Mark Babatunde April 04, 2017

Egyptian authorities have announced the discovery of a new pyramid near the capital, Cairo.

Antiques Department senior official Mahmoud Afifi said in a statement that the find dates back to the 13th Pharaonic dynasty some 3,700 years ago, according to the Huffington Post.

An excavation team discovered the find, which is located close to the Bent Pyramid of King Sneferu in Dahshuhr’s royal necropolis, 30km (18miles) south of the capital Cairo.

Experts believe the pyramid was one of ancient Egypt’s earliest attempts to build a smooth-sided pyramid.

The Antiques Ministry says all parts of the pyramid, which includes a corridor and an alabaster tablet engraved with 10 vertical hieroglyphic lines, are in good condition.

The head of Dahshur necropolis, Adel Okasha, said the newly discovered remains could belong to the inside of the Bent Pyramid and will have a unique role in providing insight in to the design of the structure’s interior.

Okasha added that there was a room on the western side of the site and a corridor leading to the inside of the pyramid and a hall leading to a southern ramp.
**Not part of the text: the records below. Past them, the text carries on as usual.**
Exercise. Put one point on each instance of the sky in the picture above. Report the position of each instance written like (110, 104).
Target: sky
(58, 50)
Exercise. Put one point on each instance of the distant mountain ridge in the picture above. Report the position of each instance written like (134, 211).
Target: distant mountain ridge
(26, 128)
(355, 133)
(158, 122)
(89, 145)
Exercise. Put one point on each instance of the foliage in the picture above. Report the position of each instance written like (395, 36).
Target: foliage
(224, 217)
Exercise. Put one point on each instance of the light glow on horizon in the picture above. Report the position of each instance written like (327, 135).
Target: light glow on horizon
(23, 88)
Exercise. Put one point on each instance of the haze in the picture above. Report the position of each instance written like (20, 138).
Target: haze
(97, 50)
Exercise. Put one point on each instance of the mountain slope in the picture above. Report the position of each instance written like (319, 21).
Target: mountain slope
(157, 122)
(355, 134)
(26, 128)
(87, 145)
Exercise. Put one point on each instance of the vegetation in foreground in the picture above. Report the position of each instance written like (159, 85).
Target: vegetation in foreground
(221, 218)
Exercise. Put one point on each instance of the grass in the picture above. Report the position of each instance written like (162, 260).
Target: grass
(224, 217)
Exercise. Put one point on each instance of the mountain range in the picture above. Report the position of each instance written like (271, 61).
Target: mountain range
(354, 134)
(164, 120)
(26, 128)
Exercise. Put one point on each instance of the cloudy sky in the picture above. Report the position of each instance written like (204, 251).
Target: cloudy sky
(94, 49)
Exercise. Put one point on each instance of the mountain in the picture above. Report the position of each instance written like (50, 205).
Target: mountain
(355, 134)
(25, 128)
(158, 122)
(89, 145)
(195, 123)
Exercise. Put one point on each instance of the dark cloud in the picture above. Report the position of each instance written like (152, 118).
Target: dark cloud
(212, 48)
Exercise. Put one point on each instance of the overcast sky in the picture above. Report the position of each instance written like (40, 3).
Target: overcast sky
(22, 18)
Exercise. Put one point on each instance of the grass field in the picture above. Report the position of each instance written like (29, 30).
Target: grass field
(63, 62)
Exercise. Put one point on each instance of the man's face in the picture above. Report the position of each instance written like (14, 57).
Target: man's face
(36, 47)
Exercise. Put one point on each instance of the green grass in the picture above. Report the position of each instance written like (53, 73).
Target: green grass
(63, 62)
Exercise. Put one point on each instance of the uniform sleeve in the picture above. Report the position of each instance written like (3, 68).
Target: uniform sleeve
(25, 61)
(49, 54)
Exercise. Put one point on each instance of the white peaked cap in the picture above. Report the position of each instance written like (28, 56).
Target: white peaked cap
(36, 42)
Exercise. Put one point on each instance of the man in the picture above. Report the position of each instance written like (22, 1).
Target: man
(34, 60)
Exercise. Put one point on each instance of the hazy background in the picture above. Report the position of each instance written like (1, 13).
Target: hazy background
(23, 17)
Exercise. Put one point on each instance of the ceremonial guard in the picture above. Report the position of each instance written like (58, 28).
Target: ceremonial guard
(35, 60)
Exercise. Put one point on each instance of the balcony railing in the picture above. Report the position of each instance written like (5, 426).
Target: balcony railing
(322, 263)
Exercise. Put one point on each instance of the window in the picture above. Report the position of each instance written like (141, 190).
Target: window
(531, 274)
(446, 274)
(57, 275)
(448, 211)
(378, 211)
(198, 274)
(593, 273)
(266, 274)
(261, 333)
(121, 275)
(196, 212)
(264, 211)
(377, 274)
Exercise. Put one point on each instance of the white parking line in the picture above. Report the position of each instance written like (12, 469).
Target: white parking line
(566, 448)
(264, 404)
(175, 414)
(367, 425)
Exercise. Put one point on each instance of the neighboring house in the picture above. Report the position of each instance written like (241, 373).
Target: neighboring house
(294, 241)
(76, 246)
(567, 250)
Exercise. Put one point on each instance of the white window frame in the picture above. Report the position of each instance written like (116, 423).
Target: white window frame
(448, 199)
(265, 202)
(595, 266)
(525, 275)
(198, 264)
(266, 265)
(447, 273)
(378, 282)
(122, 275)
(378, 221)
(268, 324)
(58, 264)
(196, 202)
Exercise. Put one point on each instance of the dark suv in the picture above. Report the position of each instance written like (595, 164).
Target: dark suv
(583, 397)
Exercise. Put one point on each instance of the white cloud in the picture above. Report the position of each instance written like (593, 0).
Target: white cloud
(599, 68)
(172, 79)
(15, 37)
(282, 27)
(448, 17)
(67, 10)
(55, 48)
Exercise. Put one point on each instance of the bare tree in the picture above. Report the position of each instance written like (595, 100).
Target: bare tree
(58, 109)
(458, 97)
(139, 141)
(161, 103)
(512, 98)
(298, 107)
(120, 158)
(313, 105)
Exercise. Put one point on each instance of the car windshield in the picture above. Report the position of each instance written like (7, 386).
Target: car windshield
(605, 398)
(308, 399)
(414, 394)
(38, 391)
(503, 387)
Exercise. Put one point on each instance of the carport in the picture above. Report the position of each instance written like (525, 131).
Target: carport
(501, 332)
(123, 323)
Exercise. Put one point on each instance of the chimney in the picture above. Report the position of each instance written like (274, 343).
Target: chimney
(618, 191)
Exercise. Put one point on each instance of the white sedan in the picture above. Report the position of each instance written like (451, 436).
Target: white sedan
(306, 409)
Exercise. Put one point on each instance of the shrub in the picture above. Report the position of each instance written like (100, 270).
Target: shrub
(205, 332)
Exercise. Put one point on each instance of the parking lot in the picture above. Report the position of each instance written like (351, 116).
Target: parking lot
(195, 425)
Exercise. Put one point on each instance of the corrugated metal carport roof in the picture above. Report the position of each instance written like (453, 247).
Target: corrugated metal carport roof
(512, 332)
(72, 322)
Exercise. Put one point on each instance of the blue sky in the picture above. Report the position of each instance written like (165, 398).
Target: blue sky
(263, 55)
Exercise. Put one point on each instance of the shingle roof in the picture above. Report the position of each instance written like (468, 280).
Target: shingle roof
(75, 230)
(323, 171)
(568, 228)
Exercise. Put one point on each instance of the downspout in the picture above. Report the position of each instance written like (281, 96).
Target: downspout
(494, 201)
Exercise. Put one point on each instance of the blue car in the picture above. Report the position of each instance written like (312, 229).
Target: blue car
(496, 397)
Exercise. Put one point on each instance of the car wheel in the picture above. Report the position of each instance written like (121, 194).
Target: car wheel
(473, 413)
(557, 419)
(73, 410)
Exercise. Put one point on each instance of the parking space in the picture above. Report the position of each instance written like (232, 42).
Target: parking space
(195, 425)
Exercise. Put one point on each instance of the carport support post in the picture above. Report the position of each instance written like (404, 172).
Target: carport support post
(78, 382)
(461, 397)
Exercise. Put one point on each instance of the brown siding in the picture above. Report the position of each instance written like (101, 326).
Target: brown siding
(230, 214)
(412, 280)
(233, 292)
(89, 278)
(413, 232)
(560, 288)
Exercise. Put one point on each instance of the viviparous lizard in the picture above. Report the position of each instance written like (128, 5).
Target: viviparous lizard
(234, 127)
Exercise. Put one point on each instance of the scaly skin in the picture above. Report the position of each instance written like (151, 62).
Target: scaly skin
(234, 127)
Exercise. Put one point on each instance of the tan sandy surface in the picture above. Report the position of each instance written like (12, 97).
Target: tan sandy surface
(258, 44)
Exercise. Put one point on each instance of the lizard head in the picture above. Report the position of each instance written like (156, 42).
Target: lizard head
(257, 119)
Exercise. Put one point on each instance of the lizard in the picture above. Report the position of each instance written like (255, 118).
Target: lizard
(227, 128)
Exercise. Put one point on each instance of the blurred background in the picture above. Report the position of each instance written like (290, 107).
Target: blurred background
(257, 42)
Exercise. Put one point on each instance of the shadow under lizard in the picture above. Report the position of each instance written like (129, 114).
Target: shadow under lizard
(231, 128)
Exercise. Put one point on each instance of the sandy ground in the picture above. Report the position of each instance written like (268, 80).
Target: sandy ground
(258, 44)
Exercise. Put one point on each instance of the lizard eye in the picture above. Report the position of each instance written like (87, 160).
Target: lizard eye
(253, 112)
Researchers say they plan to carry out further excavation around the site and study the hieroglyphic writings on the block.

King Kufu

King Kufu. Photo credit: Today

The discovery of the pyramid comes on the back of the recent unearthing of a plank of wood believed to be from the boat of ancient Egyptian King Khufu last week and the discovery of a giant 3,000-year-old statue believed to depict Ramses II by a team of archaeologists in Cairo suburb in March.

The 30-feet-tall statue, which was excavated by a team of archaeologists from Egypt and Germany, was hailed by Egypt’s Interior Ministry as one of its most important archaeological discoveries.